The evil thing of this law is, that the publishers are not required to mark their content in machine-readable form as paid content. And a manual selection is infeasible for internet-scale with billions of pages.
So a search engine has no means to bypass the paid content and indexing only free content, e.g. like Wikipedia which makes the majority of the internet content.
Essentially the "Leistungsschutzrecht" takes the free content hostage to extort money for using the internet, even if you don't use paid content of the publishers (the just 200 publications the VG Media represents).
So while Burda's Cliqz write on their blog "The world needs more search engines" https://www.0x65.dev/blog/2019-12-01/the-world-needs-cliqz-t...
they supported a law that made it impossible for many search engines to operate in Germany (and in the EU via the similar EU law "Extra copyright for news sites" (“Link tax”) https://juliareda.eu/eu-copyright-reform/extra-copyright-for...
And while today they are not anymore shareholder of the VG Media, they still benefit from the suppressive legal environment they helped to create, as it prevents any new independent competition to enter the search market
Sorry for taking so long to reply, I was personally trying to dig some information about this. An additional disclaimer: not a lawyer either.
Honestly, I have little idea of how this law affects search engines. What I can say is that we are no paying anything, as AFAIK we do not know anyone who is. Moreover, if some publisher would complain, even one in Burda, we would stop crawling by domain, there is no technical issue here, properties are known by the imprint. We have no say on what the investors do but I can assure you that we have no pressure. For instance, our ad-blocker works everywhere, regardless if the sites are from Burda or not.
On a general level, assuming that what you say is factually correct, I must personally agree that regulation is a bitch. It's typically designed fro big companies to control other big companies, but small ones get negatively affected if only because of the lack of resources. We recently had to suffer all the overhead of GDPR, which consumed a fair amount of our time, relatively we paid a higher price that Google.
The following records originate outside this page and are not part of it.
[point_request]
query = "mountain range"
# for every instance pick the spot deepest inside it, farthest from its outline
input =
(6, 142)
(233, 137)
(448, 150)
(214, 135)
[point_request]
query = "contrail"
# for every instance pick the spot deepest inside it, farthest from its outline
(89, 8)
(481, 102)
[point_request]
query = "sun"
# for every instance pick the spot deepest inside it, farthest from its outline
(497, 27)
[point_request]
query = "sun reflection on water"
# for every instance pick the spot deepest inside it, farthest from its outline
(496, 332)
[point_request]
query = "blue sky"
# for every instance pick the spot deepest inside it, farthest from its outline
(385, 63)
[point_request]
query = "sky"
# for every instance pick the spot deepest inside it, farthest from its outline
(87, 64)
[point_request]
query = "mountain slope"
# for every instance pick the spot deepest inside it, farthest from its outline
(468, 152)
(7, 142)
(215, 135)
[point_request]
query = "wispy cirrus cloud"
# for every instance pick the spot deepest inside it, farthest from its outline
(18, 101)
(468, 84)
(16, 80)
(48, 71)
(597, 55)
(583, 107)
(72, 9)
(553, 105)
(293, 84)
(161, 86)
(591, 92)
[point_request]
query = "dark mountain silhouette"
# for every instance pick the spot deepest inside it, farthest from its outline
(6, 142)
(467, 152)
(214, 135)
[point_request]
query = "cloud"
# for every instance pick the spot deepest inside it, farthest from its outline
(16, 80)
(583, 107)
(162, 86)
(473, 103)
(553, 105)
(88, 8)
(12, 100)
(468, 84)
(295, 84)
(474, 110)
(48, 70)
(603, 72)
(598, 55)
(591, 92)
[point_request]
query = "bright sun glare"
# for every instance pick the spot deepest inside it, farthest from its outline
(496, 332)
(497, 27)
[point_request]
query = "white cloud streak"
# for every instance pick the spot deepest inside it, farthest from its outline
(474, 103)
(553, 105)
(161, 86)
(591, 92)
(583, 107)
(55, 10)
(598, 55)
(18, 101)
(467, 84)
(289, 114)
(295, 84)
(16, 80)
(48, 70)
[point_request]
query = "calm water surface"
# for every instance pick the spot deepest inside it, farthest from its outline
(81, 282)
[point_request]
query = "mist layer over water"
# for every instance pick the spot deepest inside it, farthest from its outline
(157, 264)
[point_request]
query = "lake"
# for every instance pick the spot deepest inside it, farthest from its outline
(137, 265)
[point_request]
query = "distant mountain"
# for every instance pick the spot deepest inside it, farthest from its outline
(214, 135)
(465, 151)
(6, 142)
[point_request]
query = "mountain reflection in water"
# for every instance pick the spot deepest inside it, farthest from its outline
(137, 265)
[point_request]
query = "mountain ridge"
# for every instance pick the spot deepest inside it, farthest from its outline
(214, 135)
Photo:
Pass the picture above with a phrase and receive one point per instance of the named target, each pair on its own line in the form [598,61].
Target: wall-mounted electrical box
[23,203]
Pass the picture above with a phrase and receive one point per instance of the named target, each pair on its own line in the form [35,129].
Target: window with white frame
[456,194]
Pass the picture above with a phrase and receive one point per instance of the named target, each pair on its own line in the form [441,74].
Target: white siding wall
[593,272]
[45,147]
Personally, I cannot respond for all the decisions made by the people funding Cliqz, I do not even think I can judge it either. They might be complaining and lobbying, no idea. But they are also putting good money to build a privacy-preserving search engine and a browser, something that no-one else is doing, so on my account they are on the positive side.
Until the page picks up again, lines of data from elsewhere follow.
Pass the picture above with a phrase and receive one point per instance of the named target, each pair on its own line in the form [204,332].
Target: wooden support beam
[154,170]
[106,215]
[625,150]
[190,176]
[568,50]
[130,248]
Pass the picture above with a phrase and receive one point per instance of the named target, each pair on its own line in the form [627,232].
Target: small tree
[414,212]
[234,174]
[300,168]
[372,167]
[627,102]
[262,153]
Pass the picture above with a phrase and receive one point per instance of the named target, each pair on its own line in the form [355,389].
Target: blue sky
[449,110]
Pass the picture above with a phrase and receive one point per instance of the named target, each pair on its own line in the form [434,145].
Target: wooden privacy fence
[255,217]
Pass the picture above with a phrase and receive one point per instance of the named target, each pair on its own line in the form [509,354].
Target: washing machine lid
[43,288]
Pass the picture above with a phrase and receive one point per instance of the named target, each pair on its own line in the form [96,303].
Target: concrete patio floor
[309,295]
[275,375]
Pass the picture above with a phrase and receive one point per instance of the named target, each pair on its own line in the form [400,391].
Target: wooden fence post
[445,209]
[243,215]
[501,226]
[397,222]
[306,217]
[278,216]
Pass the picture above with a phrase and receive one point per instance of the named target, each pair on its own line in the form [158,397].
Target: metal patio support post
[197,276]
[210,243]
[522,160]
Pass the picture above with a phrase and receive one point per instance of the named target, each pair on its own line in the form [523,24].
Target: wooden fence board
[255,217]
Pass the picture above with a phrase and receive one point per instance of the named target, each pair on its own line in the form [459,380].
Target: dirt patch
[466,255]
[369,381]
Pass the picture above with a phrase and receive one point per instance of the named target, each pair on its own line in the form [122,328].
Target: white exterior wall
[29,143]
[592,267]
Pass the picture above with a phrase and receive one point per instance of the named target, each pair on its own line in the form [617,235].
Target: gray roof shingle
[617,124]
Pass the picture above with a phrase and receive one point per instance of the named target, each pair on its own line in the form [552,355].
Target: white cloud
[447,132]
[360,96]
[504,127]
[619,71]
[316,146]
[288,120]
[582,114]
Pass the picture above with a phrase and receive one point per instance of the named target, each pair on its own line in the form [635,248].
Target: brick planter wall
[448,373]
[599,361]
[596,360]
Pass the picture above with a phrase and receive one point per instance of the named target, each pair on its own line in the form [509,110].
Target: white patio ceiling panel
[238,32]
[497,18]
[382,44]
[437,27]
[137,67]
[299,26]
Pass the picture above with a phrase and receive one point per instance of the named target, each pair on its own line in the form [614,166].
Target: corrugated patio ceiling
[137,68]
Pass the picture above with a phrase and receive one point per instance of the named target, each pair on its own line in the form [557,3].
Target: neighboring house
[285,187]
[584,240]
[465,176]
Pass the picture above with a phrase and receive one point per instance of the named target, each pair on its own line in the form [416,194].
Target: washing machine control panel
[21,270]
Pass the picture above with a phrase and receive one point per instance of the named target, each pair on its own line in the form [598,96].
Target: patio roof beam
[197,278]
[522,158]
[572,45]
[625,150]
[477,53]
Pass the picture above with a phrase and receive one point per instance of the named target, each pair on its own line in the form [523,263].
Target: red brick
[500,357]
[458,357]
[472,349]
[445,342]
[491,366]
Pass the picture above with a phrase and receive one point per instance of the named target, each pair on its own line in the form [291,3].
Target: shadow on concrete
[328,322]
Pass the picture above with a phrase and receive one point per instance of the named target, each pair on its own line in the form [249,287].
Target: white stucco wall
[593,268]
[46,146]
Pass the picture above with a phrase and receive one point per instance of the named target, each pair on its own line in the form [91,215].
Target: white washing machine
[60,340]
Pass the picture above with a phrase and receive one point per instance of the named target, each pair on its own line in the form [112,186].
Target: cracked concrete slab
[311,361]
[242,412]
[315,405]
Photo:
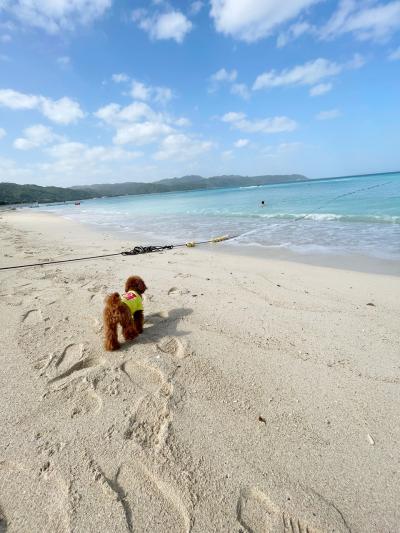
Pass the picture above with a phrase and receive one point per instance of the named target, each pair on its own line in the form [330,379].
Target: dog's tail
[113,300]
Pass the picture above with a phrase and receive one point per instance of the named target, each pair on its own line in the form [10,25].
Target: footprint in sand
[23,490]
[87,402]
[174,347]
[151,504]
[33,316]
[3,522]
[70,355]
[149,425]
[299,512]
[72,363]
[148,378]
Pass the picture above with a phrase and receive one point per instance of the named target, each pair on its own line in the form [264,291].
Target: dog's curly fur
[116,312]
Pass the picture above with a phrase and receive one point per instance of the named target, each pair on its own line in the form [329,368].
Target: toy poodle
[126,310]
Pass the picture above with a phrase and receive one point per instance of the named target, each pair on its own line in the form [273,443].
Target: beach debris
[172,290]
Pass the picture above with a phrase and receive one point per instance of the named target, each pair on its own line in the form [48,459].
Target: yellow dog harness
[133,300]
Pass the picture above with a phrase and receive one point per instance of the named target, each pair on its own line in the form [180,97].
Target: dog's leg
[138,319]
[111,335]
[128,325]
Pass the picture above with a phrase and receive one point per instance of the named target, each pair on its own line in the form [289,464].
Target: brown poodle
[126,310]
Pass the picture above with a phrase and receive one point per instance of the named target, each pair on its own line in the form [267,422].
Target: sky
[101,91]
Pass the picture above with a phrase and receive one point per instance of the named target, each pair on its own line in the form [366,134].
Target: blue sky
[96,91]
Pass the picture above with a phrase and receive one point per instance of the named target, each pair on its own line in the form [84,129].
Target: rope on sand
[137,250]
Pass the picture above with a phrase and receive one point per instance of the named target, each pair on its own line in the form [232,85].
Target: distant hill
[11,193]
[187,183]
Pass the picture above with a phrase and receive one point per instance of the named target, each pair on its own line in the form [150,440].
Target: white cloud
[266,125]
[395,55]
[241,143]
[366,20]
[241,89]
[281,149]
[76,153]
[310,73]
[35,136]
[141,133]
[161,95]
[119,78]
[171,25]
[227,154]
[54,16]
[321,88]
[15,100]
[62,111]
[64,61]
[224,75]
[181,147]
[139,91]
[221,76]
[116,115]
[295,31]
[182,121]
[196,7]
[328,115]
[250,20]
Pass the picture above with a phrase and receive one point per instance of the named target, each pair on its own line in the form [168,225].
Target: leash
[137,250]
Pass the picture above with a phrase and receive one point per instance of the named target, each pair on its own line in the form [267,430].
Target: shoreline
[355,262]
[256,391]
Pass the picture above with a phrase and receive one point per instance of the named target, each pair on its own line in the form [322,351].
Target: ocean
[343,217]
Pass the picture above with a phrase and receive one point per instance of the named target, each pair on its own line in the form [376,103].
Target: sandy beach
[263,395]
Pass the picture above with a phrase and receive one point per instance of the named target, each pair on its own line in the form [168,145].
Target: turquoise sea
[313,217]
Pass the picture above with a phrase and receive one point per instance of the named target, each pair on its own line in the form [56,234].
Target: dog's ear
[112,299]
[135,283]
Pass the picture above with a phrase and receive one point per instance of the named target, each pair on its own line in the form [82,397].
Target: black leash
[302,217]
[137,250]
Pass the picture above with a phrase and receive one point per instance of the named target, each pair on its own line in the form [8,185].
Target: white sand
[263,396]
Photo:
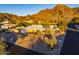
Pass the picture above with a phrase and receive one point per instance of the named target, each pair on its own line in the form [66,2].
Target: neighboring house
[53,27]
[34,28]
[7,25]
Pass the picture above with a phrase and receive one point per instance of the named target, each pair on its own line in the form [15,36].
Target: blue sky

If anyone builds anything, please make it so algorithms or queries are archived. I hate how I can’t find anything on the internet that I searched for and found years ago. Its like the history of the internet evaporates every year. I don’t even know if some websites still exist or if I simply can’t find them because rankings are terrible.
I’m to the point that I haven’t been on a new website in years. How do you find new websites in this day and age when the same websites are ranked at the top every time?